Miguel Pombeiro, de Vila Nova da Barquinha, disse à agência Lusa que havia já comunicado à empresa que a autarquia pagaria o único mês que tinha em atraso (Dezembro), sublinhando que o valor actualmente em dívida é de 25.713 euros. "Se a empresa tem uma dívida das autarquias que ronda os 10 milhões de euros, a nossa dívida é da ordem dos 0,2% desse valor", disse o autarca, sublinhando que ou a Rodoviária do Tejo "explica os critérios porque escolheu estes seis municípios para fazer este ultimato ou teremos que procurar uma alternativa" à prestação deste serviço. 
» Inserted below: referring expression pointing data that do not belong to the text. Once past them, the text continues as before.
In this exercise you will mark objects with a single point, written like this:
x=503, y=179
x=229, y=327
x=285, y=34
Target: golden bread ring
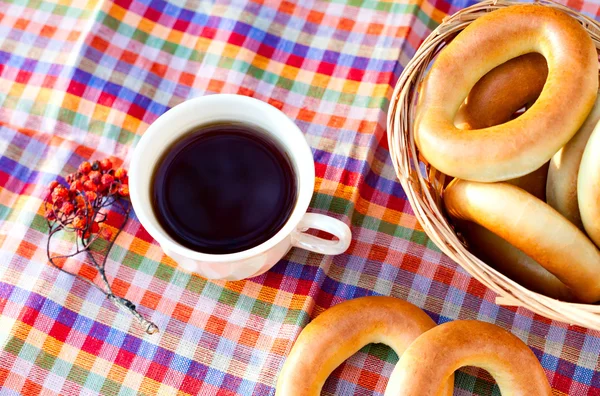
x=561, y=188
x=341, y=331
x=426, y=365
x=492, y=101
x=533, y=227
x=588, y=187
x=512, y=262
x=503, y=91
x=498, y=95
x=524, y=144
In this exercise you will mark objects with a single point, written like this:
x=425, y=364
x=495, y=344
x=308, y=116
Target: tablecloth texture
x=84, y=79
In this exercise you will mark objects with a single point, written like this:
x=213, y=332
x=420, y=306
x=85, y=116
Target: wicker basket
x=423, y=184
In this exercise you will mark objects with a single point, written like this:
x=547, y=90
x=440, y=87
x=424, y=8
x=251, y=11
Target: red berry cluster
x=91, y=188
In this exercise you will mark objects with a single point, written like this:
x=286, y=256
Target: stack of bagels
x=429, y=354
x=526, y=193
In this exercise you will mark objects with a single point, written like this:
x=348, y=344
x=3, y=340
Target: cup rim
x=300, y=157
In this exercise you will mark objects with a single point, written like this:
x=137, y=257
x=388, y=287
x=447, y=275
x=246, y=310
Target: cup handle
x=319, y=245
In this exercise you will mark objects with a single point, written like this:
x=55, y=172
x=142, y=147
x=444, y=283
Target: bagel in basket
x=562, y=184
x=532, y=226
x=522, y=145
x=503, y=91
x=588, y=187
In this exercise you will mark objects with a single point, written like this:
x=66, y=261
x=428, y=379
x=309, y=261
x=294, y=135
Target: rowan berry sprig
x=81, y=207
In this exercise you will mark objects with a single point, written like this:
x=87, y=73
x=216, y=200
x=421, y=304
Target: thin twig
x=94, y=215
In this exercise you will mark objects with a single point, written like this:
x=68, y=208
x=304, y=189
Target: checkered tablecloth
x=83, y=79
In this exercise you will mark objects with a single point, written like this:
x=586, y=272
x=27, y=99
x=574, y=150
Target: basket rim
x=415, y=178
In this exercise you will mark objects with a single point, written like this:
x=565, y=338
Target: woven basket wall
x=423, y=184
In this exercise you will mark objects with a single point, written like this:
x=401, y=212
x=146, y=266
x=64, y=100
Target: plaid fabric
x=83, y=79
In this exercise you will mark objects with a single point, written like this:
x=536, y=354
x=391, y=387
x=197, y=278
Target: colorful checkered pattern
x=83, y=79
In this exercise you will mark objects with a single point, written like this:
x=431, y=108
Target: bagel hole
x=476, y=380
x=362, y=373
x=526, y=104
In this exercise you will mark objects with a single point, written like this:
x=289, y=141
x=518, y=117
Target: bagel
x=428, y=362
x=512, y=262
x=495, y=99
x=588, y=186
x=533, y=227
x=342, y=330
x=561, y=187
x=509, y=260
x=524, y=144
x=503, y=91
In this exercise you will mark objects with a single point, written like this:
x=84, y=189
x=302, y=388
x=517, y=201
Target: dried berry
x=85, y=167
x=124, y=190
x=107, y=180
x=120, y=173
x=95, y=176
x=67, y=208
x=59, y=194
x=79, y=222
x=49, y=214
x=106, y=164
x=79, y=201
x=89, y=186
x=91, y=196
x=76, y=186
x=95, y=227
x=79, y=208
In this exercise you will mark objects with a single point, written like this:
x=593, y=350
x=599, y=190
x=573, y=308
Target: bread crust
x=524, y=144
x=341, y=331
x=532, y=226
x=435, y=355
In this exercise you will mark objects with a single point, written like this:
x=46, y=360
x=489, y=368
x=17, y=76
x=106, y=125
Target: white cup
x=187, y=117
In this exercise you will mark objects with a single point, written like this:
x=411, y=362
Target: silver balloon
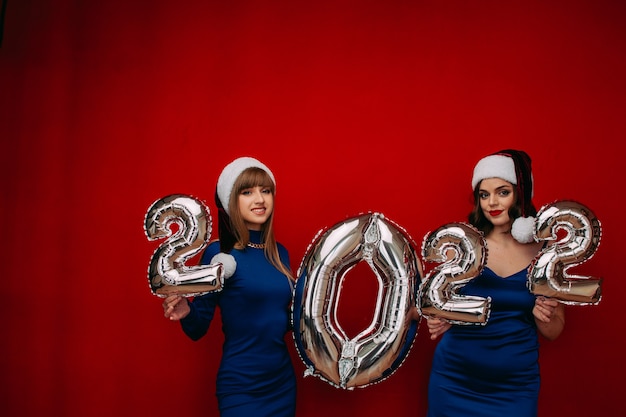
x=548, y=272
x=462, y=249
x=167, y=272
x=378, y=350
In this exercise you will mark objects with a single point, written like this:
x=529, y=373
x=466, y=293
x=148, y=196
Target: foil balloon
x=548, y=274
x=461, y=250
x=377, y=351
x=167, y=272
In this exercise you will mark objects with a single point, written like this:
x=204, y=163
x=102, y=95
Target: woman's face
x=256, y=205
x=496, y=196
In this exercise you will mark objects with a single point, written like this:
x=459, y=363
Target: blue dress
x=256, y=376
x=490, y=370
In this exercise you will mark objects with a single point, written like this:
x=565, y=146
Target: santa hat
x=515, y=167
x=224, y=188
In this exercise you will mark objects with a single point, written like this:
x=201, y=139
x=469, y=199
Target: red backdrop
x=106, y=106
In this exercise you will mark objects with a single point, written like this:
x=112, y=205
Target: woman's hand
x=175, y=307
x=549, y=317
x=437, y=327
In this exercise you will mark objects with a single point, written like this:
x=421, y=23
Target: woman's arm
x=549, y=317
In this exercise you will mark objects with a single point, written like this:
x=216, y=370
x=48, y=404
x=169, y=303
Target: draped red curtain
x=106, y=106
Pela parte da Câmara do Cartaxo, o presidente Paulo Varanda reconheceu que a autarquia falhou o plano de pagamento que havia acordado em Novembro, mas sublinhou que em Janeiro foi feito novo acordo, com os pagamentos definidos. Acrescentou que foi "com surpresa" que viu o nome do concelho referido pela Rodoviária do Tejo. Fonte da Câmara Municipal de Almeirim disse à Lusa que a autarquia apenas tem em dívida a factura de Janeiro relativa aos transportes escolares, mas admitiu que possam existir outras verbas respeitantes aos transportes urbanos. "A situação ficará esclarecida na próxima semana", acrescentou.